Впрочем, у падших женщин имеются свои преимущества, и одним из них Конфетка решает воспользоваться сию же минуту. Правила, соответственно коим вы одеваетесь, перед тем как выйти на люди, недвусмысленны, — для тех, разумеется, кому они известны, — мужчины могут носить перчатки, а могут и не носить, это уж как им заблагорассудится; женщинам нуждающимся, одетым в отрепье, носить перчатки не следует (даже и мысль об этом смешна!), иначе первый же встречный полисмен наверняка поинтересуется происхождением оных; порядочным женщинам низших сословий, особенно если у них на руках младенец, отсутствие перчаток простительно; а вот леди обязаны носить их непрестанно, снимая, лишь когда они, леди, укрываются в четырех стенах. Конфетка одета, как леди, а значит, ей ни при каких обстоятельствах не дозволено демонстрировать окружающим свои нагие конечности.

И тем не менее, Конфетка, не сбавляя шага, палец за пальцем стягивает с рук мягкую зеленую кожу. Потные белые ладони ее поблескивают под солнцем. С глубоким вздохом облегчения, неотличимым от того, какой она испускает, когда мужчина заканчивает делать с ней все то, на что он способен, Конфетка сгибает и разгибает овеваемые холодным воздухом, покрытые паутиной трещинок, шелушащиеся пальцы.

Теперь ступайте за ней в распахнутое пространство, в грандиозную пустоту Риджент-стрит — полюбуйтесь высокими сотами роскошных, уходящих в архитектурную беспредельность зданий, тысячами одинаковых окон, возносящихся ярус за ярусом вверх; лоснистым простором улицы, с которой сметен снег; все это — декларация о намерениях: торжественное извещение о том, что в наступающем светлом будущем места наподобие Сент-Джайлса и Сохо с их тесными лабиринтами, покосившимися развалюхами, с отсырелыми, ветшающими закоулками, загаженными человеческими отбросами, будут снесены, и на смену им придет новый Лондон, совершенно такой же, как Риджент-стрит — полный воздуха, красивый и чистый.
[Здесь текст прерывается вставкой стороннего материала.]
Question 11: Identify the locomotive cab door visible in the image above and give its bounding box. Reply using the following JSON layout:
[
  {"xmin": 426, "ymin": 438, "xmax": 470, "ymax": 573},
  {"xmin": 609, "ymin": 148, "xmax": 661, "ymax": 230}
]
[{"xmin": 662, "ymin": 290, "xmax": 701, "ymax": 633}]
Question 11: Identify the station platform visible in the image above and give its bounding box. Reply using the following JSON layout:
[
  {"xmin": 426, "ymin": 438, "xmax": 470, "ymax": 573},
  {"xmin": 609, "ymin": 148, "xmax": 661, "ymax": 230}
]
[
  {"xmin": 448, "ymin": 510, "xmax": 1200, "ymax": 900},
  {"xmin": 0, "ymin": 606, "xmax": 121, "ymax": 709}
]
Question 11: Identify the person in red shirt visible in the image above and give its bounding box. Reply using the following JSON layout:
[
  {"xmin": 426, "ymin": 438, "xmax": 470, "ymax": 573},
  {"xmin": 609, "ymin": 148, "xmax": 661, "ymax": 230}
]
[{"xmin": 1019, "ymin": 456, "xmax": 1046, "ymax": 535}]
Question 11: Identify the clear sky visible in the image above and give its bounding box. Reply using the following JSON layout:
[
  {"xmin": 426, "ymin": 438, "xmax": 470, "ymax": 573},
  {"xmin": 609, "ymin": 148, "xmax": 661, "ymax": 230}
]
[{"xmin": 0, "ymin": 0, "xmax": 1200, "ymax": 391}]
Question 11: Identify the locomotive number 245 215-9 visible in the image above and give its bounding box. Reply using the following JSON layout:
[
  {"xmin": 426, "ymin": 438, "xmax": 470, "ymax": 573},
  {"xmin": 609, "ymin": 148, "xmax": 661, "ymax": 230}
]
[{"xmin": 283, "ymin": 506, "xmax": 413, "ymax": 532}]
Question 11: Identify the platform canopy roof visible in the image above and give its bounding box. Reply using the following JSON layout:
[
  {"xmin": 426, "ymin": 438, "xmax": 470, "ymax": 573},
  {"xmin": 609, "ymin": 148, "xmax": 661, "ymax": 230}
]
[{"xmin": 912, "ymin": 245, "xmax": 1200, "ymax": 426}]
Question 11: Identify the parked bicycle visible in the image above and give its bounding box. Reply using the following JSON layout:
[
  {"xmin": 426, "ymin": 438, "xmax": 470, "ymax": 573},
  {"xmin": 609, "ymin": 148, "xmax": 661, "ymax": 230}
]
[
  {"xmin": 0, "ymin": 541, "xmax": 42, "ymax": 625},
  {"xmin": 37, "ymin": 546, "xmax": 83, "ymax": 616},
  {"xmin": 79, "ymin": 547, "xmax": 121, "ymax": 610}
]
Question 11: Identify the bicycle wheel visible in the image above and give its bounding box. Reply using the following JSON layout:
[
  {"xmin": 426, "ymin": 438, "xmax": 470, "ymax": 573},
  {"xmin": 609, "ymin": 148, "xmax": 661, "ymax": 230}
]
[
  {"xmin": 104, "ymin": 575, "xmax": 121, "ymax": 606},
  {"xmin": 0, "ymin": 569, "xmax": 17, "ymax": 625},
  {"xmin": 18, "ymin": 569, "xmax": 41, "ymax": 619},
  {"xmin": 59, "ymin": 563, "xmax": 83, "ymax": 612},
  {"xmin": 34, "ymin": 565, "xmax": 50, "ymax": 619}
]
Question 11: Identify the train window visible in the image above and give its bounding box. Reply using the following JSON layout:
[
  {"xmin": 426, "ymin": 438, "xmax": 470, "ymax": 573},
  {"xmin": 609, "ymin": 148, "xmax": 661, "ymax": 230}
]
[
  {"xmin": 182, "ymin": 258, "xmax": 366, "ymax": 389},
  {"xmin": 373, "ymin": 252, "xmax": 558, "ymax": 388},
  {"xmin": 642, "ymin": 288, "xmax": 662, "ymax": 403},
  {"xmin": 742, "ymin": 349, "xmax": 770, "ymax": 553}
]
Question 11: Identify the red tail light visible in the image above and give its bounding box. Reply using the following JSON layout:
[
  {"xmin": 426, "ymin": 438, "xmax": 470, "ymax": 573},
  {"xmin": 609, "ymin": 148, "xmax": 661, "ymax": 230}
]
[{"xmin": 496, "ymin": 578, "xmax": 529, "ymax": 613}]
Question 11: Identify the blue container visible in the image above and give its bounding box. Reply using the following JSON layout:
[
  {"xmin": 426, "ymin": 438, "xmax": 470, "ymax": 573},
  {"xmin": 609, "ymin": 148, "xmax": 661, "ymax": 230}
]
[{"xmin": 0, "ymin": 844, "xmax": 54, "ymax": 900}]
В этот утренний час Променад уже деловито бурлит — здесь нет пока безумной толчеи летнего Сезона, но и того, что есть, достаточно, чтобы произвести на вас впечатление. Кебы снуют взад и вперед; увертываясь от них, перебегают улицу густобородые, одетые в черное джентльмены; люди, с которых свисают сзади и спереди рекламные щиты, патрулируют сточные желоба; трое уличных метельщиков, стоя над решеткой канализации, ударами метел вбивают в нее кашицу из мокрого снега, грязи и конского навоза. И пока они занимаются этим, мимо них со звоном промахивает большой, ощетинившийся провинциальными предпринимателями экипаж, оставляя за собой окутанную парком вереницу свежего конского навоза.

Возница натягивает вожжи, омнибус останавливается, из него выгружается дюжина пассажиров. Один из них, благопристойно одетый мужчина, в неподобающей спешке едва не вступает в свежий навоз, в самый последний миг отпрыгивая назад, точно уличный клоун, потешающий на Семи Углах ржущих зевак. Обуздав свою торопливость, он сдергивает шляпу и дальше следует брезгливо-опасливой поступью. Явленная ныне окружающим шевелюра этого джентльмена замечательна своим устройством, а вернее сказать, неустройством. Ежели вы пройдетесь взглядом от чела его вниз, то увидите человека серьезного, несколько даже озабоченного, словно он опаздывает на службу и страшится реприманда, а вот пройдясь тем же взглядом вверх, вы получите картину на редкость комичную: попрыгивающий шлем витых золотистых локонов — как будто некий пушистый зверек пал ему на голову с небес и решил любой ценой на ней удержаться.